Beltrami County to host free Skywarn severe weather spotter training
Beltrami County will train residents to spot hail, wind and tornado signs before storms turn dangerous. The free class is May 21 at 6 p.m. in downtown Bemidji.

Hail cores, rotating clouds and sudden wind damage can turn a northwest Minnesota storm into a neighborhood emergency in minutes, and Beltrami County wants more people ready to report what they see before that happens.
Beltrami County Emergency Management will host free Skywarn severe weather spotter training Thursday, May 21, 2026, at 6 p.m. in the Beltrami County Boardroom at 701 Minnesota Ave. NW in Bemidji. The session is open to the public and is aimed at residents who want to learn how to identify dangerous weather and relay timely reports to the National Weather Service. County Emergency Management Director Christopher Muller is the contact for more information at chris.muller@co.beltrami.mn.us or 218-333-8386.
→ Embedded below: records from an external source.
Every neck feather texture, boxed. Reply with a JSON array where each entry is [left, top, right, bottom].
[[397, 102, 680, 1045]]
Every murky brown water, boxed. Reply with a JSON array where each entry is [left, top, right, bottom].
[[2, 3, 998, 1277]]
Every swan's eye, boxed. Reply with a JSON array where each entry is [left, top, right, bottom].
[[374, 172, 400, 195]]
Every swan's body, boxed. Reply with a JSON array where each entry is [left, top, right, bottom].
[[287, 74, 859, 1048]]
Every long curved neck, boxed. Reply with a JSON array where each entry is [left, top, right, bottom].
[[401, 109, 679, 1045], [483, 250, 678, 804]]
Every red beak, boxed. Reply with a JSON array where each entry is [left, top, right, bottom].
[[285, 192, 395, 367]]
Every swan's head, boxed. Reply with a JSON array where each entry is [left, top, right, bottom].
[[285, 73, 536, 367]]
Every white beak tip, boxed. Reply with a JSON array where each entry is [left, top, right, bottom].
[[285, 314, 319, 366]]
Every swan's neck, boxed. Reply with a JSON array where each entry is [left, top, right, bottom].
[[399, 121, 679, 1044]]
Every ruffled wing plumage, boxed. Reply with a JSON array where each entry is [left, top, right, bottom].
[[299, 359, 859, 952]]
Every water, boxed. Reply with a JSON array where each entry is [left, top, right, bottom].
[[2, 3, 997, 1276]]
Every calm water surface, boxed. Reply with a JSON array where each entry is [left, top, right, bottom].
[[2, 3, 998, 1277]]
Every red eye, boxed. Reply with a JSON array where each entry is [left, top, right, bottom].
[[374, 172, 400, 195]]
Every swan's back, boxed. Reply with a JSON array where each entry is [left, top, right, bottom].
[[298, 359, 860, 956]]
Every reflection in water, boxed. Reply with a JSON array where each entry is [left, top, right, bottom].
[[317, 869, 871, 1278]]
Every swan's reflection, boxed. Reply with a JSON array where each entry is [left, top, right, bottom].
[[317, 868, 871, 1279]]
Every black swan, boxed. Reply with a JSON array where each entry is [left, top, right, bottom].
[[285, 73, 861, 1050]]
Skywarn is the National Weather Service volunteer spotter network, a program that dates to the early 1970s and includes between 350,000 and 400,000 trained severe weather spotters nationwide. NWS training is free and typically lasts about two hours. Classes cover severe thunderstorm structure, important storm features and safety concerns, with an emphasis on recognizing hail, wind damage and signs that a tornado may be developing.
The timing matters in Beltrami County, where storms can move quickly across rural roads, lakes and widely spaced neighborhoods before damage is fully visible from emergency dispatch centers. Faster local reports can help forecasters sharpen warnings and give county officials a better sense of where people may be facing downed trees, damaged power lines or blocked roads. In a county where one storm can hit Fourtown and another can tear through the Bemidji area, those ground-level observations can make the difference between a broad warning and a more precise response.
Beltrami County has already spent this spring pressing the issue of severe-weather readiness. Minnesota Severe Weather Awareness Week ran April 13-17, and statewide tornado drills were scheduled for April 16 at 1:45 p.m. and 6:45 p.m. CDT. County officials are also updating the Hazard Mitigation Plan with U-Spatial at the University of Minnesota Duluth, a process that looks at flooding, tornadoes, windstorms, winter storms, extreme temperatures, wildfire and drought.
The county’s urgency is not abstract. Beltrami County confirmed an EF1 tornado crossed near Fourtown on June 22, 2025, and officials also described severe wind damage in the Bemidji area that left fallen trees, downed power lines and structural damage behind. County Emergency Management also notes that it does not own outdoor warning sirens, but it does activate sirens for communities and facilities that have them, while residents who want text or phone alerts must enroll through Everbridge, which replaced CodeRED in 2025.